The second in what might be a series on the exploits of Takeshi Kovacs. In Altered Carbon ( Mar. 2003), Morgan put his antihero's antihero on a Chandler-esque mission in a futuristic San Francisco, mopping up with ease all the lowlife scum who got in his way. This time out, Kovacs is back to being what he initially trained to be: a soldier. War has been raging on the planet of Sanction IV, where Kovacs's mercenary unit, Carrera's Wedge, is helping the Protectorate crush a nonsensical but nevertheless vicious uprising. Recuperating from his wounds in an orbital hospital-his current body, or "sleeve," is being fixed, while his consciousness, or "stack," is downloaded into another sleeve-Kovacs meets Jan Schneider, a pilot with an interesting proposition. Schneider was hauling some archaeologists around a dig for Martian artifacts (such artifacts are discovered quite often, on many planets, apparently, but nobody knows what to make of most of them) when she and her crew came across some sort of hyperspatial gateway that led to a point in space far, far away, where was parked an actual Martian spaceship. But the war got in the way. All that's needed now is to bust the lead archaeologist out of the internment camp she's being held in, line up some corporate backer for more manpower, equipment, and financing, stake a claim without being killed, and get filthy rich.
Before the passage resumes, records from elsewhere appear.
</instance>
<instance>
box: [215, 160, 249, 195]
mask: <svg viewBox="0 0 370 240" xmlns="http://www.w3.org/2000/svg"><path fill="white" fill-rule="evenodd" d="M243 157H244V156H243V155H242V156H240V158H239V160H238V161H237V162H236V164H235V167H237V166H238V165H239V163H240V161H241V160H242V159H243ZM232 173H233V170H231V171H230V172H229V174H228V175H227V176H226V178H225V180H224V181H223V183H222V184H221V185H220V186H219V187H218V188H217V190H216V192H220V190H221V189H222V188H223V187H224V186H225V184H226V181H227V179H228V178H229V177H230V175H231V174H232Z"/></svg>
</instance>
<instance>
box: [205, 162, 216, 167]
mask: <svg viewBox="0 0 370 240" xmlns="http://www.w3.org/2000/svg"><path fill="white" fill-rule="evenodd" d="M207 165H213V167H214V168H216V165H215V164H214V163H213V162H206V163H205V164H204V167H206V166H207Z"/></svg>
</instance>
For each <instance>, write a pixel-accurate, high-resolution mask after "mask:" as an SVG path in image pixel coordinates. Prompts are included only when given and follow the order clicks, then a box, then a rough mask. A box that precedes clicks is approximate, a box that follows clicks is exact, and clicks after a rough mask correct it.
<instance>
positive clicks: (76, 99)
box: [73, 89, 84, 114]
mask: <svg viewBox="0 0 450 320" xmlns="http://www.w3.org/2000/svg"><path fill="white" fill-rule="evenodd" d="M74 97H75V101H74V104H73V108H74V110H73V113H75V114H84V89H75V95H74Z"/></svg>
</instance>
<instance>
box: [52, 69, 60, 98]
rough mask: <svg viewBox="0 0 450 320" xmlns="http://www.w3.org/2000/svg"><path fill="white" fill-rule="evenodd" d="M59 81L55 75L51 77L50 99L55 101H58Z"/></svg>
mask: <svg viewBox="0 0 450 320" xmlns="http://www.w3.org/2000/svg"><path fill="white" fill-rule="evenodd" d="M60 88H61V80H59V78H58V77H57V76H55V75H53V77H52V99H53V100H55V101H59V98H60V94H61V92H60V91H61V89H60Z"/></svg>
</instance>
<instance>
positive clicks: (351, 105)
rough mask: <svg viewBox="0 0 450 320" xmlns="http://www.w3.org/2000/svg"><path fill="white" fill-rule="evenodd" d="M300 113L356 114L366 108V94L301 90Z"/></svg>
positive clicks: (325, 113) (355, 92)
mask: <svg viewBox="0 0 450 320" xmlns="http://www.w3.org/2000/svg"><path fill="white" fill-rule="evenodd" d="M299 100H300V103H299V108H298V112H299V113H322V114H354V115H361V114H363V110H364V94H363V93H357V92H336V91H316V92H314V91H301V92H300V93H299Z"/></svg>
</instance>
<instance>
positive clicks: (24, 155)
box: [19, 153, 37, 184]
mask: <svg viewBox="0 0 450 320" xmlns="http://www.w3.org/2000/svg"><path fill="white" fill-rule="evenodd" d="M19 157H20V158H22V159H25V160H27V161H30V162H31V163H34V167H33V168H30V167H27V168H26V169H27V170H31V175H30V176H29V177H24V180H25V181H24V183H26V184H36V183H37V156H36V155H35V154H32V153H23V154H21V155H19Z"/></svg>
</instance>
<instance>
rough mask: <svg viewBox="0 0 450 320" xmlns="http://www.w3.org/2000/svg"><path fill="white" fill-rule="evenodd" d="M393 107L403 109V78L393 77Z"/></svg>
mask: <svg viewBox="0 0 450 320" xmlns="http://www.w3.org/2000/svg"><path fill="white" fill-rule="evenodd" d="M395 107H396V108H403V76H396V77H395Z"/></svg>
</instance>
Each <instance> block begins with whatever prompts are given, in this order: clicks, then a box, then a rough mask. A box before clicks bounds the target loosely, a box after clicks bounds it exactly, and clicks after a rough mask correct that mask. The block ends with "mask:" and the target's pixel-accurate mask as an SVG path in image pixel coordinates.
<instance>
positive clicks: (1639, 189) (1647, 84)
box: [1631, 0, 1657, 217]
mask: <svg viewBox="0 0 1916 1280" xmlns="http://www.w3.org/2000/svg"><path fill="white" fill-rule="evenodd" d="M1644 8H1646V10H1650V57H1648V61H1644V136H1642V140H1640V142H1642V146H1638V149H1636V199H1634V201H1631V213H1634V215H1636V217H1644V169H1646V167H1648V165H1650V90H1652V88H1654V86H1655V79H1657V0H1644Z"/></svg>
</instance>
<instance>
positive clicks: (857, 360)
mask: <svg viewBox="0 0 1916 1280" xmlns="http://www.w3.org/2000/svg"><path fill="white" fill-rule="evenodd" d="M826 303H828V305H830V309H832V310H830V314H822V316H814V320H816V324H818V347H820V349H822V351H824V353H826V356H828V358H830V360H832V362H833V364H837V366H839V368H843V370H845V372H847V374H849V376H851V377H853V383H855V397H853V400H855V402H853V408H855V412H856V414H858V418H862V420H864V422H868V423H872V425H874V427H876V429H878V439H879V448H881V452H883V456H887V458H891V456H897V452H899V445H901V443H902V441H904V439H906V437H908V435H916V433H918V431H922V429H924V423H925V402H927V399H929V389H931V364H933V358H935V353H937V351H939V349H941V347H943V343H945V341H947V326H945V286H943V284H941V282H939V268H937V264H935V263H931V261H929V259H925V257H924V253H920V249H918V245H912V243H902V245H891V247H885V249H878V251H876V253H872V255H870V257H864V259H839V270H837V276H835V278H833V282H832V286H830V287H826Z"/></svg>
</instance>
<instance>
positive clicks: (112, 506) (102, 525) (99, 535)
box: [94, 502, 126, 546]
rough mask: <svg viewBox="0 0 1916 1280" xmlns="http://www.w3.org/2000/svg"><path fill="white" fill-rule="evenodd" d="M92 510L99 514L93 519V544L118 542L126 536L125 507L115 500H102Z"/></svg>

It's not quite so easy in actuality, of course, what with all the corporate espionage going on and a senseless war raging, but Kovacs (a killing machine who's sick to death of death, though he can't deny his knack for it) will likely manage. Here, Morgan has nicely expanded the scope of his series, giving a detailed look at thechaotic hodge-podge that interstellar discovery has turned a small section of the galaxy into, along with the Milosevic-like bureaucrats and soldiers jockeying for position in it. Occasionally overdosing on world-weariness, but nevertheless a thrilling cyberpunk actioner.
“A cinema-rich world rivaling that of Philip K. Dick.”
“Morgan writes with . . . panache and conviction. . . . Drenched in brutality and yet with a sensitivity in the [narrative], it seems a fairly safe bet Morgan’s going to be a heavy hitter in the genre.”